Last night, I laughed harder than I have in a long time. I laughed more often than I have in a long time. I felt closer to my husband than I have in a long time. I felt more like myself than I have in a long time. All thanks to date night.

I know I am probably not breaking any news when I mention that new parents often get busy and don’t have as much time to themselves. Between planning meals, budgeting, talking about how much our baby ate, slept, pooped (color, amount, frequency – the romance of it all), walking the dog, and trying to catch up with family and friends, it’s more difficult than before to connect one-on-one.

Spending time alone together is something couples have to be intentional about before they go down the very slippery slope of ignoring their relationship for 18 years, coming out the other side with an empty nest and living with someone who is essentially a stranger. According to Time Magazine’s recent special edition on The Science of Marriage, divorce rates spike around the age that couples go back to just the two of them. Time alone with your spouse/partner is important, just as important as spending time with your kids.

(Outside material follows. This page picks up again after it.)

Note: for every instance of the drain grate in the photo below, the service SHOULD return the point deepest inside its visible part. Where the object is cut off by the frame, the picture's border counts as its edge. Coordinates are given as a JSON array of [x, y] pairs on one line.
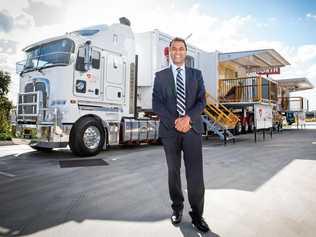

So you have to make time for both. It’s easier said than done, and sacrifices have to be made.

Last night, we made one such sacrifice. My mom (saint and goddess) watches our baby while we work… yes, we get free daycare by an amazing caretaker and family member. With both sets of parents here, we also have the back-up help of my in-laws, which makes us extra-super-double lucky. On Thursdays, my mom keeps the baby late so we can go to the gym together. Fitness is very important. But last night, we made the wonderful call of not going to the gym, and using the time to go to dinner instead.

We got home on a rare 75-degree day in February, walked our dog, held hands and chatted before we got ready for dinner. I put on make-up. He did his hair. We put in some effort for each other. My husband found a new sushi place for us to try, so we loaded just ourselves (no car seat or diaper bag) into the car and toodled on our merry way.

Arriving at Cherry Hills Sushi Co. (name drop because it was delicious) we bellied up to the counter and watched the friendly staff hand-roll our sushi. We tried flights of sake, which the staff educated us about in great deatil. We looked at each other and talked… without being interrupted. Best of all, we laughed. A lot. We both felt invigorated, youthful, and happy to be with each other in that moment. We had agreed not to talk about the weekend plans, the budget, or anything else on our adulting checklist. This freed us up and forced us to live right there in the present. Every aspect of our meal was fulfilling.

With the taste of ginger on our tongues, the smell of nori on our fingers, and the feeling of the love that brought us together in our hearts, we paraded back to my parents’ house to pick up our darling girl. Not before stopping for giant ice cream cones. Walking into my parents’ house and telling them about our evening, I could feel in my face the genuine happiness I was exuding.

We were still giggling when we woke up this morning.